Experiments in recent years have tried to show that the stem cells of a tissue can give rise to cell types of a completely different tissue. This remains an area of great debate within the research community. This controversy demonstrates the challenges of studying adult stem cells and suggests that more research is needed with adult stem cells to understand their full potential as future therapie.

It is believed that stem cells reside in a specific area of each tissue (called a “stem cell niche”). In many tissues, current evidence suggests that some types of stem cells are pericytes, cells that make up the outermost layer of small blood vessels. Stem cells can remain inactive (without division) for long periods of time until they are activated by a normal need for more cells to maintain tissues, or by disease or tissue damage.
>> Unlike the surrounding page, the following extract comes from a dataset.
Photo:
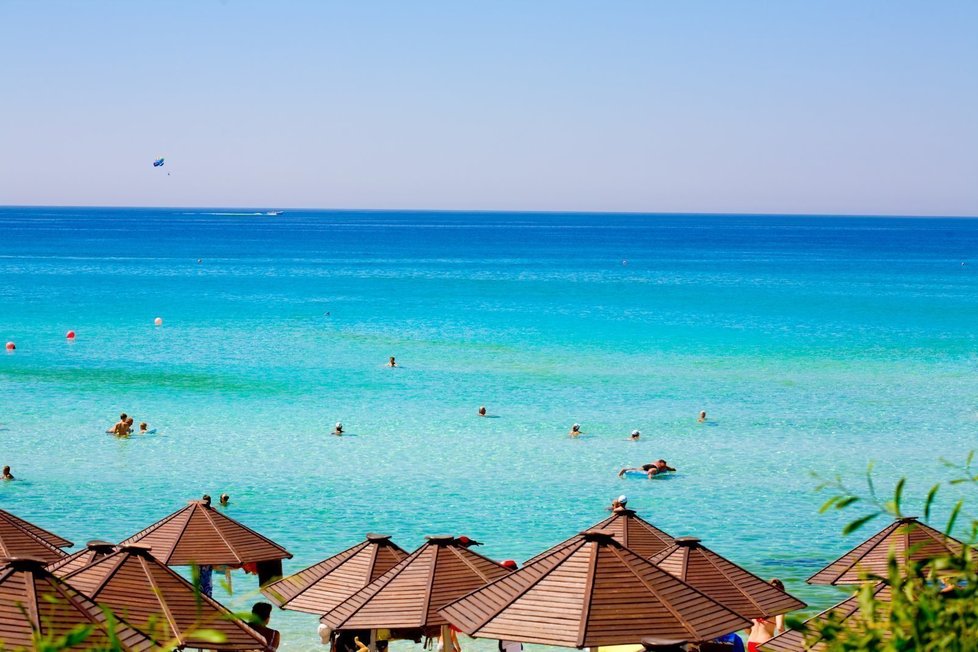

Postnatal neovascularization occurs due to the appearance from the endothelium of preexisting vessels (angiogenesis) and by progenitor stem cells released from the bone marrow (vasculogenesis). This release is due to peripheral ischemia, vigorous exercises, chemotherapeutic agents and hematopoietic growth factors. Nitric oxide plays an important role in triggering the release and mobilization of SPCs from the spinal cord via the active cell cytokine (stem cell factor).

How does Hyperbaric Oxygenation Treatment works?

HBOT produces the necessary hyperoxia so that oxidative stress via nitric oxide synthetase produces the release of pluripotent stem cells from the stroma of the bone marrow. The mobilization of SPCs due to HBOT was demonstrated in healthy individuals and in patients who received treatment for radionecrosis. These mobilized SPCs are characterized by the expression of CD34 and CD133 surface cells and also CXCR4.

A subgroup within the SPCs, called endothelial progenitor cells (EPCs), have taken great importance due to their ability to stay at the site of injury, differentiate into mature endothelial cells and participate in vascular repair. These cells in addition to expressing CD34 and Cd133 as well as endothelial markers such as CD31 and the 2 type receptor of vascular endothelial factor (VEGF-R2), possess low CD45 (CD45 dim) expression density.

SPCs can also be obtained by stimulation of the bone marrow and be used for bone marrow autotransplantation. The area of Regenerative Medicine is in full development for the treatment of ischemia of limbs and organs, refractory wounds and burns.